DIE SCHATTENPRINZESSIN

Roman

Aus dem Amerikanischen

von Sabine Schilasky

Die Originalausgabe erscheint unter dem Titel Mirage bei Flatiron Books, New York

Der Inhalt dieses E-Books ist urheberrechtlich geschützt und enthält technische Sicherungsmaßnahmen gegen unbefugte Nutzung. Die Entfernung dieser Sicherung sowie die Nutzung durch unbefugte Verarbeitung, Vervielfältigung, Verbreitung oder öffentliche Zugänglichmachung, insbesondere in elektronischer Form, ist untersagt und kann straf- und zivilrechtliche Sanktionen nach sich ziehen.

Sollte diese Publikation Links auf Webseiten Dritter enthalten, so übernehmen wir für deren Inhalte keine Haftung, da wir uns diese nicht zu eigen machen, sondern lediglich auf deren Stand zum Zeitpunkt der Erstveröffentlichung verweisen.

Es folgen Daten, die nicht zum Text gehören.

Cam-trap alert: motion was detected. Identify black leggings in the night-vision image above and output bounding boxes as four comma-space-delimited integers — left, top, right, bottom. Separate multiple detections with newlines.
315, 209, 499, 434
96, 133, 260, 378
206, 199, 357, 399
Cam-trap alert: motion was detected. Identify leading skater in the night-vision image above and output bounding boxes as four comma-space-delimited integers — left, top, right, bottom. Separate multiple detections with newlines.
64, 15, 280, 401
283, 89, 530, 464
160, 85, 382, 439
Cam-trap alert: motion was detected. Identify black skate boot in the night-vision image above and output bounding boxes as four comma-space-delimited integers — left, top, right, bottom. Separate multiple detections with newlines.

Copyright © 2018 by Sumayyah Daud and Alloy Entertainment

Published by arrangement with Rights People, London,

and Alloy Entertainment, LLC

Copyright © 2019 der deutschen Ausgabe

by Wilhelm Heyne Verlag

in der Verlagsgruppe Random House GmbH,

Neumarkter Str. 28, 81673 München

Alle Rechte sind vorbehalten.

Redaktion: Catherine Beck

Umschlaggestaltung: Das Illustrat, München, unter Verwendung

eines Originalentwurfs von © Erin Fitzsimmons

und einer Illustration von © Bill Elis

Satz: Leingärtner, Nabburg

e-ISBN: 978-3-641-20642-0

V001

Meiner Mutter,

ohne die dieser Traum nie wahr geworden wäre

Prolog

Er ist der Einzige in seiner Familie ohne die Daan. Sie sagen, das mache ihn perfekt – keine traditionelle Zeichnung in seinem Gesicht, anhand derer man ihn identifizieren könnte, sollte er sterben. Keine Möglichkeit, ihn zu seiner Familie zurückzuverfolgen. Er ist jung, noch keine fünfzehn, zu jung für die Daan-Zeremonie. Das erklärt sie ihm, als sie kommt, um ihn auszuwählen.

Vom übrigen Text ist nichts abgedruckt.